Clover Moore's ambitious ticket for City of Sydney elections via the SMH
Sydney's Lord Mayor Clover Moore has given her strongest indication yet she is looking to anoint a successor, unveiling a ticket of high profile candidates to contest the council elections in September.
Prominent doctor Kerryn Phelps and architect Philip Thalis headline a ticket of unusually prominent candidates to contest the council elections as part of Cr Moore's team of independents.
Clover Moore: Why I'm standing for mayor again
Independent Clover Moore says she would use a fourth term as Lord Mayor of Sydney to work with state and federal government on climate change.

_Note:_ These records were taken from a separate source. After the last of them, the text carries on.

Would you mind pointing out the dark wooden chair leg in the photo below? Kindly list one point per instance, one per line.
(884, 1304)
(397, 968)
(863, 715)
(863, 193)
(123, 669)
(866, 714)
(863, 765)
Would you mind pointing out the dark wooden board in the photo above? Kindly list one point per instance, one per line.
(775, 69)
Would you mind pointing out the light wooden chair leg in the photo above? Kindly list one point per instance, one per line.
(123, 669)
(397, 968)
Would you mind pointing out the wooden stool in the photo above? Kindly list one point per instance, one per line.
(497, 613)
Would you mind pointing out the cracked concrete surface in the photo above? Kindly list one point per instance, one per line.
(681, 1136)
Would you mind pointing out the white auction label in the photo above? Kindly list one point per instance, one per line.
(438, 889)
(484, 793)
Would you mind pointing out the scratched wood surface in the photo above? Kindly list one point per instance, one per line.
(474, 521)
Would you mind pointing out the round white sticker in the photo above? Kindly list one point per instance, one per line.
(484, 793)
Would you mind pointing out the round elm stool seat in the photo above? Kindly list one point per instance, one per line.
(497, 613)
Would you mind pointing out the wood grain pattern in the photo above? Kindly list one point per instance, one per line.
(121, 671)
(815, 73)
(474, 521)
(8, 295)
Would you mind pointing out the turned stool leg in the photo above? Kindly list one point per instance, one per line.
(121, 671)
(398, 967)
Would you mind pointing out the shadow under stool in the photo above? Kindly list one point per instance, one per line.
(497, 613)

The Lord Mayor, who has held the city's keys for 12 years - through six prime ministers, six premiers, and eight planning ministers - said she had thought "very carefully" before deciding to run for a fourth term.
"I had to think about whether I would run again and if I did run again I wanted a team with the future in mind," Cr Moore said, who faces a potentially tough fight for Town Hall because of state government changes to increase the power of the business vote. "I might not do this until I'm carried out."
But she would not definitively say whether her hand-picked ticket was a deliberate bid to formulate a succession plan, with a view to handing over the reins in four years time.
"Well it could be," she said. "I'm sure there are a number of future Lord Mayors amongst this ticket."
While the ticket's order is yet to be confirmed, it includes a number of recognisable faces.
Among them is Dr Phelps, a former Australian Medical Association president who has built a profile around gay rights advocacy and public health issues.
The Council of the City of Sydney independant candidates, pictured with Lord Mayor Clover Moore. Left to right: Jess Scully, Catherine Lezer, Philip Thalis, Clover Moore, Kerryn Phelps, Robert Kok and Jess Miller. Photo: James Brickwood
Though she has been headhunted by a range of parties over the years, Dr Phelps said she did not "fit into any political party pigeon hole" and decided to join Cr Moore's independent ticket because of their "shared, strongly-aligned values".
"Regardless of which political power is in place in state or federal politics, there needs to be an independent person from the community at city level," she said.
Also running on Cr Moore's ticket is Mr Thalis, an architect, who won the original design competition for the Barangaroo precinct redevelopment in 2006 but who has since become a trenchant critic of the management of the precinct.
Mr Thalis has also worked on numerous public projects across the city with his architectural firm Hill Thalis Architecture, including at Pyrmont's Pirrama Park.
Describing the development of Darling Habour as "textbook failure" and "test case of what's wrong with planning in Sydney", he supports the City's push to reclaim the management of key sites that have been hived off to the state government, namely the Rocks, Darling Harbour, and sections of Ultimo and land near Central Station.
"It's a very important conversation," he said. "On merit, they should give them back tomorrow."
Mr Thalis said rapacious development had placed the city at a "tipping point" where urban growth projects such as the Bays Precinct renewal and the development of the Central to Eveleigh corridor could have an "enormous negative effect on the city" if managed poorly.
Notably, five of the seven candidates on Moore's ticket are women. Jess Scully, a former magazine editor who has since established herself within Sydney's creative scene as TedX curator and director of Vivid Ideas, will campaign alongside businesswoman and strata-expert Catherine Lezer, and Jess Miller, a sustainable-living advocate.
Robert Kok, a current councillor, is the only candidate with runs on the board in local government.
In 2012, Cr Moore claimed more than 50 per cent of first preference votes, while five of her team secured places on the council. But the impact of the business voting changes is yet to be determined.
Liberal Christine Forster is expected to be Cr Moore's strongest opposition for mayor.